The Chi-Squared distribution with degrees of freedom \(n\) (argument df
) and denoted as \(\chi_{n}^2\), where \(n>0\), has a probability density function given by (Kleiber and Kotz, 2003; Johnson et al., 1995)

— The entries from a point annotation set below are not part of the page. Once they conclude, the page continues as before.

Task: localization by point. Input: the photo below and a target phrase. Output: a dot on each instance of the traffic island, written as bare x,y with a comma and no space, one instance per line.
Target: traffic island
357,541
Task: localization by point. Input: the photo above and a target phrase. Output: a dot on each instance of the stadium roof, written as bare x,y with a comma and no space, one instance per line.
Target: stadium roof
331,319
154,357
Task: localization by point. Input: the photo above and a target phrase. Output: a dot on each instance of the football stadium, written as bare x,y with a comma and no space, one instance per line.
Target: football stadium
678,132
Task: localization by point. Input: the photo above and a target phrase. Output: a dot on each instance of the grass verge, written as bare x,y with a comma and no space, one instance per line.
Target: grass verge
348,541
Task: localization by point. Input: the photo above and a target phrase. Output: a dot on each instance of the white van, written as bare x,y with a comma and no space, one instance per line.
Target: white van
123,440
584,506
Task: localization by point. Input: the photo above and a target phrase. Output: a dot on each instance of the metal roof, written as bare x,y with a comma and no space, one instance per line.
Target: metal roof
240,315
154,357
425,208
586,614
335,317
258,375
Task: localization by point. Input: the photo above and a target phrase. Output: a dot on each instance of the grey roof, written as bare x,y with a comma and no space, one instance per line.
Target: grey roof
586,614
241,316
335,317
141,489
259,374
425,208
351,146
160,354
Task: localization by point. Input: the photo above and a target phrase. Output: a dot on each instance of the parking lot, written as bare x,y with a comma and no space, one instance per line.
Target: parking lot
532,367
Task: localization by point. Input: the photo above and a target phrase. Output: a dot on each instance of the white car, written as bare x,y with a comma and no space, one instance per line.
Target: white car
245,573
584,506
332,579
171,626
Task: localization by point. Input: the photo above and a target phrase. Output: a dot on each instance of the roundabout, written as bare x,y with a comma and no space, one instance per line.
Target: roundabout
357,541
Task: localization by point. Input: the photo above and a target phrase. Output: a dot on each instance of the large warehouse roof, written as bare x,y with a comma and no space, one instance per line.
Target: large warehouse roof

$$f(y)= \displaystyle \frac{1}{2^{n/2}\Gamma\left(\frac{n}{2}\right)}y^{n/2-1}e^{-y/2},$$
and a cumulative distribution function given by
$$F(y) = \frac{\gamma\left(\frac{n}{2}, \frac{y}{2}\right)}{\Gamma(\alpha)},$$
where \(y \geq 0\), the gamma function is defined by
$$\Gamma(\alpha) = \int_{0}^{\infty}t^{\alpha-1}e^{-t}dt,$$
and the lower incomplete gamma function is given by
$$\gamma(\alpha,y) = \int_{0}^{y}t^{\alpha-1}e^{-t}dt.$$
The Gini index can be computed as
$$G=\displaystyle \frac{2\Gamma\left( \frac{1+n}{2}\right)}{n\Gamma\left(\frac{n}{2}\right)\sqrt{\pi}}.$$ The Chi-Squared distribution is related to the Gamma distribution: \(\chi_{n}^2 = Gamma(n/2, 2)\).